Edmund chuckled, the sound faintly sad. “Of course, you shall always have our sympathy.”

“I sense a caveat,” Duncan replied, his eyebrow raised.

“You are a duke, Lockie,” Edmund said. “You need a duchess at some point. A lady born to be one who can, at the very least, rein you into some form of seriousness. I realize that ‘rake’ and ‘duke’ share two letters, but it is high time you exchanged one fully for the other.”

Duncan nodded, feigning consideration. “I understand.” He paused, smirking. “You wish me to turn all of my attention toward infamy. Why, in my pursuits, I might even find a lady who is the same as me. Society would not know what to do with us—a duke and duchess like none the ton has ever seen before!”

“You are incorrigible,” Vincent said, laughing into his glass of brandy.

Lionel tilted his head. “Or, perhaps, there is some truth in your jest, Lockie. Maybe, in your pursuits, you will find a lady—not one who is like you, but one who completes you. A lady you find you cannot be without. A lady who, against all odds, captivates you so greatly that you change your ways.”

“I refer you to an earlier point,” Vincent interjected. “Pigs will fly first.”
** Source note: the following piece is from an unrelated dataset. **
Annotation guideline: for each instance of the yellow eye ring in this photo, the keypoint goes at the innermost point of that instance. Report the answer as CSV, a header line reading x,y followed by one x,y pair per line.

Glancing at his friends, Duncan took a small sip of his drink, his mind wandering to thoughts of Valeria. She was certainly unlike any lady he had encountered before, and he had sought to delay the repayment of his debt in order to see her again.

But someone I could not be without? Someone who could make me give up the delightful life I have? He laughed to himself at the very thought, for who in their right mind would exchange variety for repetition? He did not want a dull existence or to abide by expectation, not when tomorrow was not guaranteed for anyone.

“What is so amusing?” Lionel asked, squinting at his friend.

Duncan waved the question away. “Nothing at all.”

Just how ludicrous it would be for me to ever settle…

No, for now, he was quite content to be moving in the opposite direction. After all, if marriage, legacy and boredom were what he wanted, he would have allowed that lady in the gardens to trap him in her net.

Valeria is an amusement, that is all, like reading a good book or listening to a stirring piece of music. It ends, eventually, and you move on to the next.

He downed what was in his glass and poured another, until thoughts of her grew fuzzy around the edges, blurring her into the peaceful fog of inebriation. For reasons he could not and would not deign to explain, he had a sudden need to drown her out of his mind.